Category: 453-20-3

453-20-3,453-20-3, 3-Hydroxytetrahydrofuran is a Tetrahydrofurans compound, ?involved in a variety of chemical synthesis. Rlated chemical reaction is continuously updated

Pyridinium chlorochromate (6.5 g, 30 mmol, 1.5 equiv) was dissolved in 100 ml DCM at rt. Tetrahydro-3-furanol (1.6 ml, 20 mmol, 1 equiv) was added dropwise. 4 A molecular sieves (16 g) and glacial acetic acid (2 ml) were respectively added. The reaction mixture was stirred at rt overnight. A generous amount of Celite ? 545 was added and the solvent was removed by reduced pressure. The residue was then passed through a Celite ? 545 plug (10percent dichloromethane/diethyl ether) and the solvent was removed in vacuo. The residue was then purified by flash column chromatography (10percent dichloromethane/diethyl ether) to afford 3.45 (60percent yield). Spectral data correspond to that reported.24 1H NMR (400 MHz, CDCI3): delta 4.24 (t, J = 7.3 Hz, 2 H), 3.86 (s, 2 H), 2.48 (t, J = 7.3 Hz, 2 H).

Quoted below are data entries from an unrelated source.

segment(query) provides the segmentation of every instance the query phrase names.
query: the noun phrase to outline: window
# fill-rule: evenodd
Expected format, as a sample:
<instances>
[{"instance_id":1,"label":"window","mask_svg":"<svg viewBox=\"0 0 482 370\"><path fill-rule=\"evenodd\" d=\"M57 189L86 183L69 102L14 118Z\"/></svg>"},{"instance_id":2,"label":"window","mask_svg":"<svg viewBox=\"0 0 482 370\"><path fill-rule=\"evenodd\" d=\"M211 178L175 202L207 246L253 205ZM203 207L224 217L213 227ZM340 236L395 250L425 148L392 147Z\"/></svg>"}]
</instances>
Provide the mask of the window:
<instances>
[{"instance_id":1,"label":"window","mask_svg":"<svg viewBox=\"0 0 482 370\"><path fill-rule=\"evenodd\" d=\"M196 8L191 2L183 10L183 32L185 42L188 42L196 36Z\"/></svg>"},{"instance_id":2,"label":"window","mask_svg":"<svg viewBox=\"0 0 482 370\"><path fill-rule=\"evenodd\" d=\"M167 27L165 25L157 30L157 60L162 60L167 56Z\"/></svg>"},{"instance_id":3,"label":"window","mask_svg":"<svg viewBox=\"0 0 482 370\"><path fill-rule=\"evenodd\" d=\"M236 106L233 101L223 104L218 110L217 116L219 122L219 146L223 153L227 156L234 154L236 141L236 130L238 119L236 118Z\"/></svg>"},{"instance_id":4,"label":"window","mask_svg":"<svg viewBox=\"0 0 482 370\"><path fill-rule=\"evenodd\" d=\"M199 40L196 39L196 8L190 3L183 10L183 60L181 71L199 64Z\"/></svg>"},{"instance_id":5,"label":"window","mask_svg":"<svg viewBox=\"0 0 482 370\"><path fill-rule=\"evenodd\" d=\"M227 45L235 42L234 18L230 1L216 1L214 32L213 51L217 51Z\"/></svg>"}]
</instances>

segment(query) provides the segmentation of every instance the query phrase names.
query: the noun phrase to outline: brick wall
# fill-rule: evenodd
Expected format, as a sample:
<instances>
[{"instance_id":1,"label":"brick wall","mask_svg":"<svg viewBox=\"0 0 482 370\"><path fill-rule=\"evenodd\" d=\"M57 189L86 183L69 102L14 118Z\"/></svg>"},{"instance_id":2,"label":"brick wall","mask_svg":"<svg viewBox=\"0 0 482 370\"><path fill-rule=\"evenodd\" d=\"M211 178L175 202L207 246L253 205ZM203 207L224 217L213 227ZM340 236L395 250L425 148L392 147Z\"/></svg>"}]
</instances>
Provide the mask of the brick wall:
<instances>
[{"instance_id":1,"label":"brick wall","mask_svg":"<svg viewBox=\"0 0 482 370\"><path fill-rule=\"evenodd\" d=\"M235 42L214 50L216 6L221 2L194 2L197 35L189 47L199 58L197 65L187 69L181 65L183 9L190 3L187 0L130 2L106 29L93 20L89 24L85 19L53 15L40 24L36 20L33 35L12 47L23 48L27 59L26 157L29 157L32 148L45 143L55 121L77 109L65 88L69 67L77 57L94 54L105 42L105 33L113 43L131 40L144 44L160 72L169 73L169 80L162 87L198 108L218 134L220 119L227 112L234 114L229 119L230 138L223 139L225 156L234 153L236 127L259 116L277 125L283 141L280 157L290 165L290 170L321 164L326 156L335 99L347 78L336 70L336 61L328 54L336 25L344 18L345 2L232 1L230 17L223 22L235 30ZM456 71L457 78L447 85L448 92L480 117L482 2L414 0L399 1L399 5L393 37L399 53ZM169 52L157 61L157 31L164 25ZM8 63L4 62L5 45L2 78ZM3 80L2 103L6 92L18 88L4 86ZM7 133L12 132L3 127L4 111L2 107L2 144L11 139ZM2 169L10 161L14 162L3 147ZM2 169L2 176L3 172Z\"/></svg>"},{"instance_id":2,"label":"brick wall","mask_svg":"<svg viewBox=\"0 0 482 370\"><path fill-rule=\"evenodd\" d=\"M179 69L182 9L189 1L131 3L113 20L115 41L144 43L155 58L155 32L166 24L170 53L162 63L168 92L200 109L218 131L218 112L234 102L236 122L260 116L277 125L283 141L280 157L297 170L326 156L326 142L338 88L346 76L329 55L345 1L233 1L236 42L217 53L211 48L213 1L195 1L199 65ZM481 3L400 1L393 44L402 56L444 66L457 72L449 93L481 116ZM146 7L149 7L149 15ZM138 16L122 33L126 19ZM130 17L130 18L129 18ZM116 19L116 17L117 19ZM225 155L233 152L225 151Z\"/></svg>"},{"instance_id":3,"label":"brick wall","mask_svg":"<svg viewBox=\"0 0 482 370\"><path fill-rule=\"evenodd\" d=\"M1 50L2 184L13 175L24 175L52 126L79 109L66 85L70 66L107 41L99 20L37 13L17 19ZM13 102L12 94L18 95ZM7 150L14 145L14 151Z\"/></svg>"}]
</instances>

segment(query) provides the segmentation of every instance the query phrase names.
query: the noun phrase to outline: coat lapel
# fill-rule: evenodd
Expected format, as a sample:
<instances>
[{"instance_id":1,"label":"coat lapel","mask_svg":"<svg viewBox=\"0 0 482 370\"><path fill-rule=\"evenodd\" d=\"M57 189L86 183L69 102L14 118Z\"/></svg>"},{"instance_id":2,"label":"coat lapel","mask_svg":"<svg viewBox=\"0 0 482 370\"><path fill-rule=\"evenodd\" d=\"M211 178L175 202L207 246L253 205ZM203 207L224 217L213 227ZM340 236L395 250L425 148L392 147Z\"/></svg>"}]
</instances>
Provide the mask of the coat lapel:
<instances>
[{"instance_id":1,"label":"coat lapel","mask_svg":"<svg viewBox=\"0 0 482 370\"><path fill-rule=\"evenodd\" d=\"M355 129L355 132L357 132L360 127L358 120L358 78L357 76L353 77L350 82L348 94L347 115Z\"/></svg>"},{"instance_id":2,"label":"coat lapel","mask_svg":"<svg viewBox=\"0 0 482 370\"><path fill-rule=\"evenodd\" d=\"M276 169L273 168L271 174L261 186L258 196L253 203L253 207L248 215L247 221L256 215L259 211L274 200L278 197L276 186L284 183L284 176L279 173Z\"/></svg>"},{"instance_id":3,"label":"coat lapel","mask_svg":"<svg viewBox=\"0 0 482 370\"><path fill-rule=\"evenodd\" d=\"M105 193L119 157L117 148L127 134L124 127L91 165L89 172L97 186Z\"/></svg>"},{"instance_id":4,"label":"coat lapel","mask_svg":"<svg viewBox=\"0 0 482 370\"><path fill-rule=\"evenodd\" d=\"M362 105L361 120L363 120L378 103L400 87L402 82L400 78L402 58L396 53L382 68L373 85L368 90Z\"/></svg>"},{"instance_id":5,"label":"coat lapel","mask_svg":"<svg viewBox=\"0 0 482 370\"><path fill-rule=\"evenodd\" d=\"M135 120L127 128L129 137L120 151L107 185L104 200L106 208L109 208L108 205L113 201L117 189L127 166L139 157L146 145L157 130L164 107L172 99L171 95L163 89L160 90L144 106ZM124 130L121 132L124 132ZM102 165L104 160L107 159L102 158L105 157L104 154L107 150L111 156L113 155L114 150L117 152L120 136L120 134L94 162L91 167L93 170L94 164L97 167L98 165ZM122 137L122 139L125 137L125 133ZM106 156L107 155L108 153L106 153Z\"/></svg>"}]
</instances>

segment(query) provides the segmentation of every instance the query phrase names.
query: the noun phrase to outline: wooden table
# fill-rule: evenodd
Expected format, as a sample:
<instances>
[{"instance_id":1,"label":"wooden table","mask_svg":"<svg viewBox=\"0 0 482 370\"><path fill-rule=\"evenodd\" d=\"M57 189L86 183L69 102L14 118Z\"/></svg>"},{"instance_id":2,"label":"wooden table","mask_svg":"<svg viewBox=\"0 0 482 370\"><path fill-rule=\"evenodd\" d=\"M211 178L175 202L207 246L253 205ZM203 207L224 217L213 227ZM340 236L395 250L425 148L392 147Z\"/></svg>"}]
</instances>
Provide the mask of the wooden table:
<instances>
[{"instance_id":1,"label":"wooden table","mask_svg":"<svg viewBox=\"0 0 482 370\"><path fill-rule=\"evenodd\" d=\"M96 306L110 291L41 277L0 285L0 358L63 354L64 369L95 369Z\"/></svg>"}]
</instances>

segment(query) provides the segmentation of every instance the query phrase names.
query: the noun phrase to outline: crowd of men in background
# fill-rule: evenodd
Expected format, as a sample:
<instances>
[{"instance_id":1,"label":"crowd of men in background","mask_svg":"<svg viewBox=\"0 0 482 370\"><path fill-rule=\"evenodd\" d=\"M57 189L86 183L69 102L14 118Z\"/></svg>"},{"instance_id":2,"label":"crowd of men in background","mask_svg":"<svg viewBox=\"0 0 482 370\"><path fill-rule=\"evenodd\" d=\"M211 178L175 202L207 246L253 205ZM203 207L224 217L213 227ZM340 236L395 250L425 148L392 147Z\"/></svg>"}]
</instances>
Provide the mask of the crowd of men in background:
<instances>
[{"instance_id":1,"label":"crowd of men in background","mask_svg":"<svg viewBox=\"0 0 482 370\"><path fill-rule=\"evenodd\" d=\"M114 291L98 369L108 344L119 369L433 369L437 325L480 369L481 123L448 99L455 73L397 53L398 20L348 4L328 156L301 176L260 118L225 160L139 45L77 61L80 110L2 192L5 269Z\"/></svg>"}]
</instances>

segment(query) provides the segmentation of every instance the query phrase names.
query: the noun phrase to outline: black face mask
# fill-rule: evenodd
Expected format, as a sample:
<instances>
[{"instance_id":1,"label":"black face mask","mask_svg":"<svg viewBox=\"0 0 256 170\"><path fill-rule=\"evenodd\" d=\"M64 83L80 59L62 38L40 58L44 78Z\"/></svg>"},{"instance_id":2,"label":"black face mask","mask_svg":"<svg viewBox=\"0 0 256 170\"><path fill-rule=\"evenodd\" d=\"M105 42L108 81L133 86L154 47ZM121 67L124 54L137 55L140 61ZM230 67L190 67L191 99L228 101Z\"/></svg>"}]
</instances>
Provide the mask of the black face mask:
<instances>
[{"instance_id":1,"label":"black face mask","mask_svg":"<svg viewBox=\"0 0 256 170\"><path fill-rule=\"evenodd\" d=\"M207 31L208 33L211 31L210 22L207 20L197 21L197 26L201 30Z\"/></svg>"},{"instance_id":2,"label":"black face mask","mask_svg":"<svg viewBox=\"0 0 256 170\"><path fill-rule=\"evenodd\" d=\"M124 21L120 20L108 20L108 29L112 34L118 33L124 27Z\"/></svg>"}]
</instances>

As the paragraph descriping shows that 453-20-3 is playing an increasingly important role.

Reference£º
Patent; THE GOVERNORS OF THE UNIVERSITY OF ALBERTA; HALL, Dennis; GODBOUT, Roseline; KWOK, Samantha; (121 pag.)WO2018/132905; (2018); A1;,
Tetrahydrofuran – Wikipedia
Tetrahydrofuran | (CH2)3CH2O – PubChem

With the rapid development and complex challenges of chemical substances, new drug synthesis pathways are usually the most effective.453-20-3,3-Hydroxytetrahydrofuran,as a common compound, the synthetic route is as follows.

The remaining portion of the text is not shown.